Richard Starks and Miriam Murcutt - Along the River that Flows Uphill: From the Orinoco to the Amazon
- Miriam Sturdee
- 30 April 2010
The title of this neat little book does little to give away its contents, other than delivering the expectation of a jungle and an enigmatic black river. However it is well introduced by the authors and the reader is soon involved in planning a trip, commissioned by the Royal Geographic Society, to explore the peculiarities of the Casiquiare River – which apparently flows uphill – linking the Orinoco to the Amazon.
Reading about great explorers such as Livingstone and Humboldt imbues one with a sense of regret that there is so little left to discover in the modern day, but treading the less-frequented path can still elicit a satisfaction and may even throw up a few surprises. The way in which Starks and Murcutt embark on their adventure is nothing if not that pursuit of the unexpected – there is a sense of the unknown and more than a little excitement from the outset when they step off the plane in Caracas. The fact that the book is written with more than a little humour warms the reader to the author's partnership, and sets the scene for later events.

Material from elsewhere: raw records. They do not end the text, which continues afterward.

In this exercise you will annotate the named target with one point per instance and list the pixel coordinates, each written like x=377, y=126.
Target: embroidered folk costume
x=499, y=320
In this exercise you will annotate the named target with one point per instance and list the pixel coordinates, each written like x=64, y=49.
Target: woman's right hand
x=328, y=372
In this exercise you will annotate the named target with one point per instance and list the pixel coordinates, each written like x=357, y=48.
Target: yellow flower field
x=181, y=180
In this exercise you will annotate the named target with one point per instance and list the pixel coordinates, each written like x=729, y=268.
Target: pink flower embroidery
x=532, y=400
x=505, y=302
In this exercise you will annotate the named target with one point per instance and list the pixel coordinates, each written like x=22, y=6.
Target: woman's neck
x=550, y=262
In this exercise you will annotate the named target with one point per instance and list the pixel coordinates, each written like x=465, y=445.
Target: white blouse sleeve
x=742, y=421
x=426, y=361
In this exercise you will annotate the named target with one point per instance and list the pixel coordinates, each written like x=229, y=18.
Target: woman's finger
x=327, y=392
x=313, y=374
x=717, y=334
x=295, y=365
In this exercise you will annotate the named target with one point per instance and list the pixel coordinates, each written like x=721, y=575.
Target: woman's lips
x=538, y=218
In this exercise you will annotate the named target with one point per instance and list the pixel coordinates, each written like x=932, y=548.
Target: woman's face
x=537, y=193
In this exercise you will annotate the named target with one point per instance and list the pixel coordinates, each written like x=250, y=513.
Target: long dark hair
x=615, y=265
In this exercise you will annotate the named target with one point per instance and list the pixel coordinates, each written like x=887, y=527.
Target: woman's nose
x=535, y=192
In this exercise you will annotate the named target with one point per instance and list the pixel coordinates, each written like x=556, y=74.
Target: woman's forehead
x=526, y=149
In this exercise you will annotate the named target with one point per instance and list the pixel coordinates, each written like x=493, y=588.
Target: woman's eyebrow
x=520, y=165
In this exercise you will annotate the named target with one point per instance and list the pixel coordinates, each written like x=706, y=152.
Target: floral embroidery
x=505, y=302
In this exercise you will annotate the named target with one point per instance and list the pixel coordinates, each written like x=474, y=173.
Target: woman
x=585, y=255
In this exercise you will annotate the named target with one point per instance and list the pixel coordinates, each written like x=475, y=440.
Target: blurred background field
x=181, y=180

The easy-flowing prose is scattered with information about the history and people of the areas they visit, and there is a nod to social conscience along with details of the rather suspect scientific practices of the late 1960s. One of the main focuses of the book is the Yanomami tribes of the Amazon Basin; their history of ferocity and relatively unchanged nature makes them one of the few peoples still following a life that was once common to many in the Americas. A high point is the description of the Yanomami folklore of the world and the heavens, and the recounting of Stark's close encounter with the end of a poison-tipped arrow whilst in the pursuit of a rather unwise photograph.
Along the River That Flows Uphill is a pocket-sized delight, full of characters so complex and delightful that they almost seem unreal, whilst also being an insightful social commentary. Resolutions to explore the area are made, then abandoned, then remade by the reader as they are exposed to the wonders and dangers of this raw terrain. A climactic encounter on the edge of Colombia reminds us of the very real threat to those travelling off the beaten track, and an explanation of the strangest of all things – a river flowing uphill – is happily delivered before the duo return to the relative safety of Colorado.